This story brings to mind the occasional conservative argument that if rich people want to pay higher taxes so badly, why don't they just donate their money to the government? It's true that it is technically legal to write checks to the Treasury, but this is a weak argument. The animating motivation behind paying taxes is not the unalloyed joy of writing checks to the government but rather the knowledge that you are part of a collective system that is funding a government and its policies. One rich family's check might cover two staffers. A higher marginal tax rate helps pay down an entire federal budget.

Or does it? According to WSJ economics editor David Wessel, congressional estimators -- correcting for people who will dodge higher rates -- expect that for every percentage-point increase in the marginal tax rate levied above $372,950, the government would raise $73.5 billion over 10 years. Raising the top two rates by one percentage point would raise $100 billion over 100 years. That's serious money. But it's about one percent of the $9 trillion of debt we're expected to add over the next decade. When Obama campaigned on the promise of rolling back the Bush tax cuts -- like the Democrats' 2004 presidential nominee John Kerry -- it was a keystone of his fiscal restraint platform. Today a realistic fiscal policy will require much more than raising the top marginal rate to its 2000 level.

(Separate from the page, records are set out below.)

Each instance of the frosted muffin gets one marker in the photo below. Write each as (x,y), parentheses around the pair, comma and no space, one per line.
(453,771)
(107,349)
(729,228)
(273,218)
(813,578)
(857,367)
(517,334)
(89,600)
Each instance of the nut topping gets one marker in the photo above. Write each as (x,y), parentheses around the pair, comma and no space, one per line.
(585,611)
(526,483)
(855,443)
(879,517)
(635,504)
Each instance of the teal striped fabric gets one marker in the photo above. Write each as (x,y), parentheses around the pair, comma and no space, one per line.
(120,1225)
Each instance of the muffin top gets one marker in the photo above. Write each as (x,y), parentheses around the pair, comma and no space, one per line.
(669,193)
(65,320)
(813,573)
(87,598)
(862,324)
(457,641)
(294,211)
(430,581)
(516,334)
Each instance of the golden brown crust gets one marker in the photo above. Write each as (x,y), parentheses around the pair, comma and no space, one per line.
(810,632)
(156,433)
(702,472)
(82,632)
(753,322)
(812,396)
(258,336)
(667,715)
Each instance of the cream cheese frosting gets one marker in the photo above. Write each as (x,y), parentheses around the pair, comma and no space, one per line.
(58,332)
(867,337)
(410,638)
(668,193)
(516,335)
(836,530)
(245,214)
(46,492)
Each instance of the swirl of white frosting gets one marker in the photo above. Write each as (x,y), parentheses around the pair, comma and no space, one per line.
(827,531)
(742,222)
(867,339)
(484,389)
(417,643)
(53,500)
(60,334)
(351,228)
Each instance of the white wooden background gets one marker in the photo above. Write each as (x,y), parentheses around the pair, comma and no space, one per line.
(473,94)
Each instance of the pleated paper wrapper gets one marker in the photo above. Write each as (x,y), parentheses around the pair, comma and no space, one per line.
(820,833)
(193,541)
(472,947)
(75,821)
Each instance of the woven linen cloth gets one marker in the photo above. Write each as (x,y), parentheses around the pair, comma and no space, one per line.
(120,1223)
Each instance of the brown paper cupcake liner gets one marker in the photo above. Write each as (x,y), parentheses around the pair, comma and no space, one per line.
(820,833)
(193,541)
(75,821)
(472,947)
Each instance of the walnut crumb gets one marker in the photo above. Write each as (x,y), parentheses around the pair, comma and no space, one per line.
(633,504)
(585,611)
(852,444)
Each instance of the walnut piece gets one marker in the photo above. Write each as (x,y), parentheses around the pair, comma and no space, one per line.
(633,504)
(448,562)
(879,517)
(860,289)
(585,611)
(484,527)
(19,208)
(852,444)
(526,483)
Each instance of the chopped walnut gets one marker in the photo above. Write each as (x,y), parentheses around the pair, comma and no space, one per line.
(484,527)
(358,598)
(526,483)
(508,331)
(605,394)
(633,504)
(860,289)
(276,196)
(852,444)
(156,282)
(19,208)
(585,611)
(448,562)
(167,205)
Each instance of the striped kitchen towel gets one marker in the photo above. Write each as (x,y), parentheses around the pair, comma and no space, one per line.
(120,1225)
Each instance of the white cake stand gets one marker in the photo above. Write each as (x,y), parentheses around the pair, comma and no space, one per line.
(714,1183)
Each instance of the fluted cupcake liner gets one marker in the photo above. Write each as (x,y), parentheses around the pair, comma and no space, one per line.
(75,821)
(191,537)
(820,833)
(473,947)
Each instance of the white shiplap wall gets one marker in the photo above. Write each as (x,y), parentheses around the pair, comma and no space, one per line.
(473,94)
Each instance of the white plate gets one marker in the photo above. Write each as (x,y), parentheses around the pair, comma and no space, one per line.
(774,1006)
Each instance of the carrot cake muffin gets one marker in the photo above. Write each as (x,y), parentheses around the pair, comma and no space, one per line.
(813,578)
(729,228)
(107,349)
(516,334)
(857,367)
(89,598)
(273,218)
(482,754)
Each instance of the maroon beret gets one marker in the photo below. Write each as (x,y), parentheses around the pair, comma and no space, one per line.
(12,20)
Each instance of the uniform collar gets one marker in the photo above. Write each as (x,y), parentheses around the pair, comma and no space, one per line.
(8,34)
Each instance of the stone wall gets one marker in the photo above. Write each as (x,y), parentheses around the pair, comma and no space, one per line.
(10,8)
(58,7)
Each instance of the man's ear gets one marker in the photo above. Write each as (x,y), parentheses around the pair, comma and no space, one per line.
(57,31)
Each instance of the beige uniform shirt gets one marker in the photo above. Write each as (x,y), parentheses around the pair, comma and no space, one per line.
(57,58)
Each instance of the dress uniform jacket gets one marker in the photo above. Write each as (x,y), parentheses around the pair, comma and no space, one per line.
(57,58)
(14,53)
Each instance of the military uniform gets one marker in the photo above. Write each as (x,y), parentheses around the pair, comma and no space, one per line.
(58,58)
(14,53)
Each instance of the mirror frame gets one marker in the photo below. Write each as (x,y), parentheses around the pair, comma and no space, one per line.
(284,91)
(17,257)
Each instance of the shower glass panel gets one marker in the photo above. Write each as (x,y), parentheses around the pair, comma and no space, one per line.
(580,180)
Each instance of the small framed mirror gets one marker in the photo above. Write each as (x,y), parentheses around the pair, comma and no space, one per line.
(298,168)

The screaming over marginal rates is just a vocal warm-up for the tax showdown later this decade. A value-added tax, for comparison purposes, could raise hundreds of billions of dollars every year when fully enacted. A carbon tax could add a similar amount. US tax expenditures account for nearly $1 trillion of the US budget annually. There is quite of a lot of tax policy to reform. If we can't tweak the Bush tax cuts quietly, it bodes poorly for the inevitable tax debates to come.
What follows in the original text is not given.